Sobibor, 14 octobre 1943, 16 heures

2001

Genre : Documentaire
Thème : Shoah

Avec : Yehuda Lerner, Claude Lanzmann, Francine Kaufmann (L'interprète). 1h35.

Un carton d'ouverture demande "d’écouter la parole vive de Yehuda Lerner parce qu’il faut faire justice d’une double légende, celle qui veut que les Juifs se soient laissés conduire au gaz sans pressentiment ni soupçon, que leur mort ait été «douce», et cette autre selon laquelle ils n’opposèrent à leurs bourreaux aucune résistance".

Yehuda Lerner s'exprime en hebreu. Il raconte son histoire de prisonnier juif, adolescent lors des faits, qui va s'évader de plusieurs camps et toujours être repris, puis se retrouver au sein d'un groupe de prisonniers de l'Armée rouge.

A Lanzmann qui lui demande s’il est facile de s’évader de huit camps en six mois, “Pour un homme qui veut vivre, rien n’est difficile” avoue, du fond de son appartement, Lerner

Yehuda Lerner explique longuement le fonctionnement du camp, divisé en deux : un camp de travail et un camp d'extermination où tous les "travailleurs" finissaient forcément à long terme. C'est ce groupe qui fomente la révolte dont le point d'orgue est l'assassinat simultané d'officiers nazis à une date et une heure précise dans plusieurs points du camp de Sobibor, le 14 octobre 1943 à 16 heures

Yehuda Lerner se souvient comment un officier juif soviétique, Alexandre Petchersky, expert dans le maniement des armes, a conçu ce projet de révolte. Il se souvient du rôle clé qu'il avait à y jouer, de ses doutes, de ses peurs. Il précise à la minute près les différentes actions menées un peu partout dans le camp. La réussite, la fuite. La liberté.

365 prisonniers parvinrent à s'évader, mais seuls 47 d'entre eux survécurent aux atrocités de la guerre.

Sobibor, 14 octobre 1943, 16 heures (2001) est le second film confectionné à partir des matériaux préparatoire de Shoah après Un vivant qui passe (1997) qui décrit la visite du Comité international de la Croix-Rouge à Theresienstadt en juin 1944. Suivront Le Rapport Karski (2010), du nom de ce résistant polonais témoin du ghetto de Varsovie, qui alerta les Alliés dès 1942, Roosevelt en particulier, du génocide perpétré contre les juifs, Le dernier des injustes (2013) et

En 1979, Claude Lanzmann recueillait ainsi pour Shoah (1985), le témoignage d'un des acteurs de la seule révolte victorieuse à l'intérieur même d'un camp d'extermination nazi. A Jérusalem, Yehuda Lerner lui contait dans les moindres détails comment s'était fomenté la rébellion dans le camp de Sobibor, le 14 octobre 1943. Plus encore, il lui confiait son cheminement intérieur, celui de ses compagnons. Ses états d'âme aussi face au fait d'avoir tué un homme.
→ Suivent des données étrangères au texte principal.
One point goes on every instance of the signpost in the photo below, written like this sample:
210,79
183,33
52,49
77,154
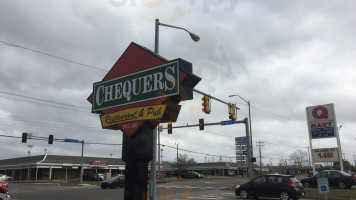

Ce témoignage trop riche pour être simplement intégré dans Shoah, incite Lanzmann à construire un nouveau film autour de ces près de 80 minutes d'entretien. Accompagné de la chef opératrice Caroline Champetier et d'une équipe très réduite, il part sur les lieux mêmes du drame, figés depuis la disparition du camp, et qui témoignent encore des abominations commises par le régime Hitlérien.

Cette opération permettra l'évasion de centaines de prisonniers, mais entraînera le massacre des prisonniers ne s'étant pas enfuis et la destruction du camp par les nazis peu de temps après.

Lanzmann donne à entrevoir l’universalité d’une pulsion (la survie) et la singularité d’un acte : comment un homme qui n’a jamais tué personne (première parole de Lerner que Lanzmann a choisi de placer en préambule de son documentaire) a-t-il trouvé les ressources pour fendre un jour le crâne d’un homme? Quelles conditions exceptionnelles ont-elles conduit un groupe de Juifs destinés aux chambres à gaz à organiser cette révolte sanglante ? Mais le cinéaste souhaite aussi rétablir quelques vérités parfois oubliées. Par exemple, les détenus de camps de concentration avaient parfaitement conscience de ce qui les attendait (il ne saurait donc être question de "mort douce"). Il veut aussi récuser certaines thèses selon lesquelles les victimes auraient été résignées devant la mort.